Göklerin "e's-semâvat" şeklinde çoğul olarak vürudu, tabakalarının müteaddit!, eserlerinin ve hareketlerinin değişik olmasındandır.

Yine göklerin, yerden önce zikri, şerefinden, mekânının yüksekliğinden ve yerden önce yaratılmış olmasındandır.

"Vecea'le'z-zulümâti ve'n-nûr -: karanlıkları ve aydınlığı var etti" cümlesi "ellezî haleka" cümlesine atıftır. Çünkü karanlıklar va aydınlık yaratılmadan önce onların menşei ve mahalli yaratılmıştır.

Bu cümle de, önceki cümle ile beraber hamdin sebebini (illetini) bildiren hükme dahildir. Bu itibarla göklerin, yerin ve ikisinin arasında bulunanların, muazzam eserler ve pek büyük nimetler olmaları sebebi ile, hamdın, onların Halikına tahsisini gerektirir. Karanlıkların ve aydınlığın var edilmesi de böyledir. Çünkü bunlar da, hamdin, Yaradana tahsisini gerektiren önemli ve büyük nimetlerdir.

"Karanlıklar", "e'z-zulümât" şeklinde çoğul olarak zikredilmiştir. Çünkü karanlığın, insanlara göre çok belli sebepleri ve yerleri vardır ve insanlar karanlığı açıkça görürler.

Karanlık, aydınlıktan önce zikredilmiştir. Çünkü eşyanın yolduğu, varlığından öncedir. Bir de, böyle olması ile, iki çift arasındaki mukabelede özelliğe riayet edilmiş olur.(Birinci çift gökler ile yerdir ve orada da çoğul olan gökler, önce zikredilmiştir.)

B- "Böyleyken o kâfirler, Rabb'larına başkalarını denk (muadil) tutuyorlar."

Bu cümle, bundan önce, hamdin ve ibâdetin Allahü teâlâ'ya tahsisini gerektiren muazzam yaratılışı ve nimetleri anlatan cümleye atıftır. Nitekim bunların geniş izahı Fatiha (1) sûresinin tefsirinde geçti.

Bu kelâm,

- kâfirlerin hâlini reddetmek,

onların muhalefetlerini ve bâtıl olduğu bedihî bulunan bir takım söz ve fiillere cür'etlerini yadırgatmak içindir.

Allahü teâlâ,

hem zâtı,

hem de daha önce tafsılatıyle anlatılan vasıf ve fiilleri itibariyle hamdin ve ibâdetlerin yegâne lâyığıdır. İşte o evsaf ve ef'âl, hamd ve ibâdetlerin yalnız O'na tahsisini gerektirir.

Oysa kâfirler,

ibâdet, şükrün en yüksek mertebesi,

şükrün başı da hamd iken,

ibâdette başkalarını Allahü teâlâ'ya denk (muadil) tutuyorlar. Düşünemiyorlar ki O'ndan başka her şey, O'nun tarafından yaradılmıştır, mahlûktur; hamdi gerektiren hiçbir yanı yoktur.

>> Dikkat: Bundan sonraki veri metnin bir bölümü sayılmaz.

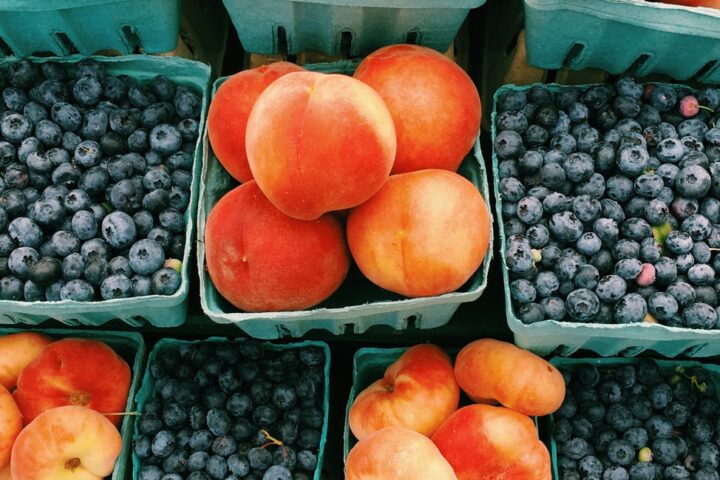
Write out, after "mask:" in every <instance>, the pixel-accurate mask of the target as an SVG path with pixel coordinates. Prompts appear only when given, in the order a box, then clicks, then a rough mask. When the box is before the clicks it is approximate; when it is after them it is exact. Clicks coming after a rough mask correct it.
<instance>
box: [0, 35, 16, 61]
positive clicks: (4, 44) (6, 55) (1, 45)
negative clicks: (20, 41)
mask: <svg viewBox="0 0 720 480" xmlns="http://www.w3.org/2000/svg"><path fill="white" fill-rule="evenodd" d="M0 55H2V56H3V57H12V56H13V55H15V52H13V51H12V48H10V45H8V44H7V42H6V41H5V39H3V38H2V37H0Z"/></svg>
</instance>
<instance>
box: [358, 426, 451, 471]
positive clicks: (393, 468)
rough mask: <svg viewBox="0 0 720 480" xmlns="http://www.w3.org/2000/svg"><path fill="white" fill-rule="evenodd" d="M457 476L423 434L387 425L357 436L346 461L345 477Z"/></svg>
mask: <svg viewBox="0 0 720 480" xmlns="http://www.w3.org/2000/svg"><path fill="white" fill-rule="evenodd" d="M421 478H426V479H432V480H456V477H455V474H454V473H453V469H452V467H451V466H450V465H449V464H448V462H447V460H445V459H444V458H443V457H442V455H440V452H439V451H438V449H437V447H435V445H433V443H432V442H431V441H430V440H429V439H428V438H427V437H426V436H424V435H421V434H419V433H417V432H414V431H412V430H408V429H407V428H402V427H387V428H383V429H382V430H378V431H377V432H375V433H372V434H371V435H369V436H368V437H366V438H365V439H363V440H360V442H358V443H357V444H356V445H355V446H354V447H353V449H352V450H350V453H349V454H348V457H347V460H346V461H345V480H418V479H421Z"/></svg>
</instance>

"Sümme / sonra" kelimesi, sirki bâtıl (geçersiz) ve anlamsız kılan bunca delile rağmen o yolu tutanları yadırgatmak için kullanılmıştır; yoksa nazil olan bu âyetlerin beyanından sonra demek değildir.

Bu kelâmda zamir makamında "Rabb" kelimesinin zahir olarak zikredilmesi, onların halini daha fazla teşni' ve takbih içindir.